# Anyone else had trouble with Braid line?



## aleg75 (Dec 20, 2005)

Hi Yakkers

Just wondering if any of you use braid? I have just started using (10lb Live Wire) braid and have been having issues, seems to snap under load easy. It also frays quite easy. Could it be user fault? or might the line be dodgy? or is braid just not that good?

Would love to hear your comments.

Cheers
Ash


----------



## Peril (Sep 5, 2005)

Ash, I have braid or gelspun on all my reels. Generally it breaks well above the rating at which its sold. Never used livewire. However I have heard of guys getting bad batches of line. Take it back to where you bought it and explain your situation. They should replace it.


----------



## aleg75 (Dec 20, 2005)

Thanks Peril for getting back to me! I will try it again tomorrow with a cheep lure, try my luck one more time...........on a good note though (not from a yak, still waiting for delivery) my brother in-law hooked a nice yellow belly from the local lake (Gungahlin) his first yellow, first time using a spinner bait, first time lure fishing in fresh water, but not first cast.....it was his 6th. Good on him!

will report back tomorrow with the line saga!

Ash


----------



## Peril (Sep 5, 2005)

Braid has lower abrasion resistance to mono or fluorocarbon. Don't know if this is your problem. Easily solved by using a leader, using either of those lines.

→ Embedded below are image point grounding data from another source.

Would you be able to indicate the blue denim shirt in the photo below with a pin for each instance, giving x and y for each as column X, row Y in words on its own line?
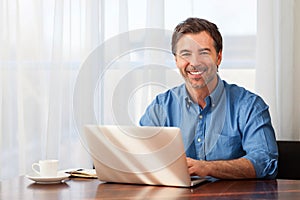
column 235, row 123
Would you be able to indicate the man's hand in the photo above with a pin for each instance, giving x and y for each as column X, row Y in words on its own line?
column 228, row 169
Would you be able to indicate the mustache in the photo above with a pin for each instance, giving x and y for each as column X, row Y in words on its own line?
column 197, row 68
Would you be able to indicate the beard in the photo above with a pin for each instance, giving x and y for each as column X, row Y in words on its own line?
column 200, row 76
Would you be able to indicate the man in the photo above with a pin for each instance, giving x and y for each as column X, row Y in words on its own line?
column 226, row 130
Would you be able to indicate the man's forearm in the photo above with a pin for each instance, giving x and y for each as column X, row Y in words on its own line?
column 229, row 169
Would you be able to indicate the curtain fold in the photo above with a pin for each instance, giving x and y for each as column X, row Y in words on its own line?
column 275, row 67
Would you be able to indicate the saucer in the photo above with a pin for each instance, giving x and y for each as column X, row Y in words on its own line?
column 61, row 176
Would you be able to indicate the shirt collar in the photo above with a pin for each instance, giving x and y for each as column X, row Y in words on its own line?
column 215, row 96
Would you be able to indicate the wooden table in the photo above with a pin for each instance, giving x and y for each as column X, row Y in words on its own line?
column 23, row 188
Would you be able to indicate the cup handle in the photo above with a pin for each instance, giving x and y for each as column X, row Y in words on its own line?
column 34, row 165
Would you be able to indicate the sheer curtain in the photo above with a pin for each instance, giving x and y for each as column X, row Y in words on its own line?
column 277, row 70
column 42, row 44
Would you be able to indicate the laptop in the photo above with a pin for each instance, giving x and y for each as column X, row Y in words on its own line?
column 139, row 155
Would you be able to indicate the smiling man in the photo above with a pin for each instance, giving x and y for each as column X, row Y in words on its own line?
column 226, row 130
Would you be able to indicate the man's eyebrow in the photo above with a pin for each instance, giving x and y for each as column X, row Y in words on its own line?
column 204, row 49
column 184, row 51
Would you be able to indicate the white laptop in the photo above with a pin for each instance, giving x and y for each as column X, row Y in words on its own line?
column 139, row 155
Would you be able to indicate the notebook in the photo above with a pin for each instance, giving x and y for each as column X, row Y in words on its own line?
column 139, row 155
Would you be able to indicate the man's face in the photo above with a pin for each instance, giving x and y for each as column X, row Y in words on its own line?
column 197, row 60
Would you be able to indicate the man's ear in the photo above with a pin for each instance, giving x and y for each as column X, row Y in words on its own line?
column 219, row 58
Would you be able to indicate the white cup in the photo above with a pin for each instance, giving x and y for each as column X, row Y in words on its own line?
column 47, row 168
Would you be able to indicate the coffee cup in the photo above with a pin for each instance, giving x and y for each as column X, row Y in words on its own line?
column 46, row 168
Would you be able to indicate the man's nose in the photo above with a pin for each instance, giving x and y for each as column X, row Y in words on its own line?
column 194, row 60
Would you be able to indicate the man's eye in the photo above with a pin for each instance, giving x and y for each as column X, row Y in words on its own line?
column 185, row 54
column 203, row 53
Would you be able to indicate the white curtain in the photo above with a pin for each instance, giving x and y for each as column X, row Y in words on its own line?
column 41, row 46
column 277, row 58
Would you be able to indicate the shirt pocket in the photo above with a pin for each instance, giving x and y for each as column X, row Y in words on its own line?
column 226, row 147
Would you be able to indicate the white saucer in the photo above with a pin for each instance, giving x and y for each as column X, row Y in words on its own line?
column 61, row 176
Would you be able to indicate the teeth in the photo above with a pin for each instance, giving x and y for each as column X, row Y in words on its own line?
column 195, row 73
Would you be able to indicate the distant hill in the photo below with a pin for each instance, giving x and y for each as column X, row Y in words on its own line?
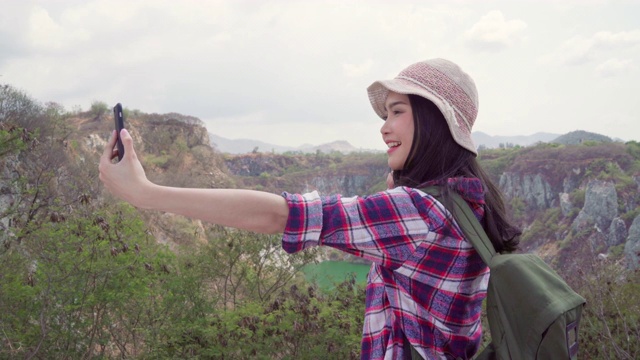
column 481, row 139
column 579, row 137
column 488, row 141
column 243, row 146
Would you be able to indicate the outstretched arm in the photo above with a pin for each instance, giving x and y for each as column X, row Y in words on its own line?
column 243, row 209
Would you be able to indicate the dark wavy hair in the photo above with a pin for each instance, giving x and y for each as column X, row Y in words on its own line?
column 436, row 157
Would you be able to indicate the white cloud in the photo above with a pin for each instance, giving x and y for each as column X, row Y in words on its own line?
column 580, row 50
column 357, row 70
column 494, row 32
column 614, row 67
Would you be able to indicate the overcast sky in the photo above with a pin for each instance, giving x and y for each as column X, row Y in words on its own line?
column 296, row 72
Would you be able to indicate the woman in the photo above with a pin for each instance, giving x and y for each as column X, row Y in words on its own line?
column 426, row 284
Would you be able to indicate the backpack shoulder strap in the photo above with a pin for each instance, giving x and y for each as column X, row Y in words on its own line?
column 469, row 224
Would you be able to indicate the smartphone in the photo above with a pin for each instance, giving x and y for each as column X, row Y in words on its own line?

Where has the line been breaking? At the knot? You have to use different knots for braid. Best knot for starters is the Uni knot, which can be used to tie on terminal equipment and by tieing two (double uniknot) used to join the leader to the mainline. It can even be slipped to form a loop knot. Just make sure you use 8-10 turns in the knot for braid.


----------



## aleg75 (Dec 20, 2005)

Hey Peril

Yes I use the double uni knott, and a mono leader. The snapping was occuring in the braid, but it still could have picked up knicks from where I was fishing........


----------



## PeterJ (Aug 29, 2005)

I have all sorts of braid on my reels and have never had the symptoms you are describing there, even when getting a bit frayed.

knots havent caused my line to break just slip.


----------



## paffoh (Aug 24, 2006)

Last and only time ive snapped braid it was 4lb fireline and i had cast a lure into a tree with no leader ( lure straight to braid ), it was quite difficult and sounded like a thunder clap ( massive shock backlash too ) so im quite suprised to hear of your symptoms.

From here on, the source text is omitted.